ちなみに昼食はそれぞれ好きな場所で取っていい事になっているが、ほぼ毎日王子様がそれぞれ個別に、共に、と誘いにきている。
とはいえ、それは私をではなく、他の三人の少女を、となっているけれど。
朝と夜の談笑の時間も、私が王子様から誘いかけられる事はまずない。
勿論そんな事態に甘んじているわけにはいかないので、いずれかの王子様と少女の間に割り込んで談笑に混ざっている。
そうしているうちに、段々わかってきた。
王太子である第一王子様のイオージス様は凛とした雰囲気の美少女狙い。
第二王子様のツォニージス様は妖艶な雰囲気の女性狙い。
第三王子様のサージス様と第四王子様のフォーイジス様は可憐な少女狙いだ。
その為、私が割り込むのは第三王子様と第四王子様、そして可憐な少女の組が多い。
ともすればスルーされがちな中、毎回一生懸命話しかけているけれど、果たして効果があるのかは定かじゃない。
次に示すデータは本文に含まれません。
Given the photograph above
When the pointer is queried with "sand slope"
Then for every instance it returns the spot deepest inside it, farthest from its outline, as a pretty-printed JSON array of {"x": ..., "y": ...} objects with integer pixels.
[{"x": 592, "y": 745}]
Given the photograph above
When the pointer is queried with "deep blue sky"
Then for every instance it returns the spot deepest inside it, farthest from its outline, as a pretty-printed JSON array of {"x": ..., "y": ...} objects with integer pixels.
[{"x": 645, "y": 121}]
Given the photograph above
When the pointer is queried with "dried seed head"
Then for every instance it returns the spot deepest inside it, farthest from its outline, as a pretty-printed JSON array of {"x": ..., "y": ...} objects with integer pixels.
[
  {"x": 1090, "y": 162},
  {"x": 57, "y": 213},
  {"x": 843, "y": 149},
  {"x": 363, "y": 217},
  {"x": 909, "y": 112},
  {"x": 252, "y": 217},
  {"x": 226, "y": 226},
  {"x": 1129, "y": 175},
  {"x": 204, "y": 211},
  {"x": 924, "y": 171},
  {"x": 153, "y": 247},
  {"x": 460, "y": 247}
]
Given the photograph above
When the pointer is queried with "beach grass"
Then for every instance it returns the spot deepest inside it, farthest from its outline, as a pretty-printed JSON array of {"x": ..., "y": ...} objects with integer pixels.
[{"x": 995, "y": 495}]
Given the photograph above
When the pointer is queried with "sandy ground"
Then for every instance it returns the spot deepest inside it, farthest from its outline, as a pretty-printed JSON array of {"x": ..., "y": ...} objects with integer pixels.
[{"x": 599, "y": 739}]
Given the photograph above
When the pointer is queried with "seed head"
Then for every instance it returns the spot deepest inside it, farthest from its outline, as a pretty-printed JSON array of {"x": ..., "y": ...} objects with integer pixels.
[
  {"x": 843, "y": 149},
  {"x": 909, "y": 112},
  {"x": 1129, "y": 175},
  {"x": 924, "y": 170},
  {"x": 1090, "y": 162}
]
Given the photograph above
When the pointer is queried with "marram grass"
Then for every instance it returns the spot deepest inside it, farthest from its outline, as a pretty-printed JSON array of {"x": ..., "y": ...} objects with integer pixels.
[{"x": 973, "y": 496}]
どの王子様にも相手にされていない私は、最近ではお城で働いている人達にも影で笑われているようだ。
この間なんて廊下を歩いていたら、擦れ違ったメイドさん達に『ご存じ? あの方、殿下方から"恋の敗者の予備品"と言われているのよ』と聞こえよがしに言われ嘲笑われた。
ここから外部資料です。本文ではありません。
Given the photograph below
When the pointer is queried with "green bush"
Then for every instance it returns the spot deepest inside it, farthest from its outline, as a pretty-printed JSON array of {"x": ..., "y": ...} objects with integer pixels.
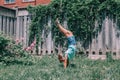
[{"x": 10, "y": 51}]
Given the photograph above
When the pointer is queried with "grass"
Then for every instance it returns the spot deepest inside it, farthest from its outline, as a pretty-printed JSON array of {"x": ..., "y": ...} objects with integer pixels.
[{"x": 49, "y": 68}]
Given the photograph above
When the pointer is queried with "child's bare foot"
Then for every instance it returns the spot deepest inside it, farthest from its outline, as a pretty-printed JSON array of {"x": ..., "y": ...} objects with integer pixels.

そうか、私はそんなふうに言われているのかと、さすがに落ち込んだ。
だけど、それでも足踏みしてはいられない。
根性! を合言葉に、今日も第三王子様と第四王子様の間に突撃した。
「失礼致します、サージス様、フォーイジス様。一鐘の間、私とお話して戴けませんか?」
私がそう声をかけると、それを予想していたのか、サージス様はいち早く振り返り口を開いた。
「ああ、お嬢さん。残念ですが私は今忙しいので、貴女のお相手はフォーイジスが致しますよ。貴女が声をかけるのはフォーイジスのほうが多いですし、そのほうがよろしいでしょう? ……失礼ながら、私も貴女は好みの女性ではございませんしね」
「えっ」
「なっ、何を言うんです兄上! 彼女が声をかける頻度は僕と兄上で同数ではありませんか! それに僕にも予定があるんです、今日は兄上が相手をなさって差し上げて下さい!」
「えっ……」
今までは誘いをかけても断られる事はなかったのに、急にはっきりとした拒否を示され、お互いに私を押しつけ合う二人に、私は困惑してただ二人のやり取りを見つめるだけになってしまった。
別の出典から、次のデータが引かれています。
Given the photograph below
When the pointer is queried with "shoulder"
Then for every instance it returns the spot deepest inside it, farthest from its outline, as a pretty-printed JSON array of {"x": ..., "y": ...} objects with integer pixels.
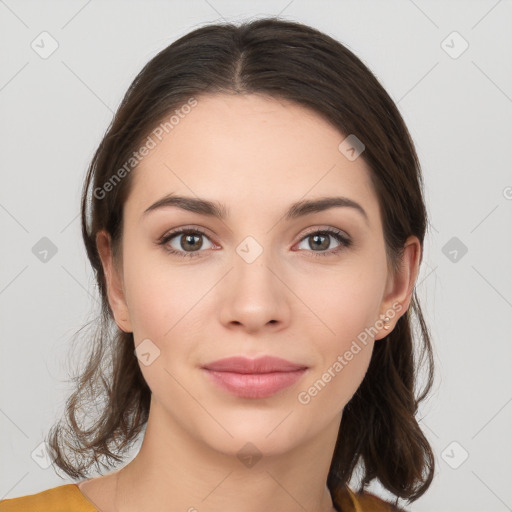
[
  {"x": 350, "y": 501},
  {"x": 64, "y": 498}
]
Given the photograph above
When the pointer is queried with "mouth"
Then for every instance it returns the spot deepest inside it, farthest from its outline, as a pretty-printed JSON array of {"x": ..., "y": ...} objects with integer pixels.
[{"x": 254, "y": 378}]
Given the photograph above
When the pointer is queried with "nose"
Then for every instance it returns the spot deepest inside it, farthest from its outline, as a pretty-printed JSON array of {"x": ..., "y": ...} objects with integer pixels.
[{"x": 254, "y": 296}]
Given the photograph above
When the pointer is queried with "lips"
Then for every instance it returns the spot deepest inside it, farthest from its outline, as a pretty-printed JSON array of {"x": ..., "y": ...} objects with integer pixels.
[
  {"x": 266, "y": 364},
  {"x": 254, "y": 378}
]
やがてその押しつけ合いは第三王子様が勝利をおさめたらしく、勝ち誇った笑みと共に去って行く。
私は治まらない困惑の中、それでも第四王子様に向かって口を開いた。
「あ、あの……それでは、フォーイジス様。私とお話を」
「……さい」
「えっ?」
「うるさい!!」
「!?」
声をかけた途端、第四王子様は突然怒鳴り声を上げて私を振り返った。
その顔は憤怒を表している。
「何故声をかけた!? 今日は僕は休日だったんだぞ!? 彼女を誘って街に視察に行く予定だったんだ! それをっ!! 兄上も今日が休日で、彼女を誘うだろうからこそ、遅れを取るわけにはいかなかったのに……!! これで彼女の心が兄上に傾いたらどうしてくれる!? ……はっきり言って、君は邪魔なんだ!! 二度と話しかけないでくれ!!」
「!!」
「……兄上、お待ち下さい! やはり今日は退けません!!」
第四王子様は一方的に叫ぶと、最後にそう言って第三王子様の後を追い、駆け出して行った。
その後ろ姿を見つめ、私は呆然と立ち尽くす。
「…………。…………忙しい……好みじゃない……邪魔……? …………へえ……そう……ふーん……」
やがて、二人に言われた言葉をぽつりぽつりと復唱すると、沸々と沸いてくる怒りのままに、私はダンッと壁に拳を叩きつけた。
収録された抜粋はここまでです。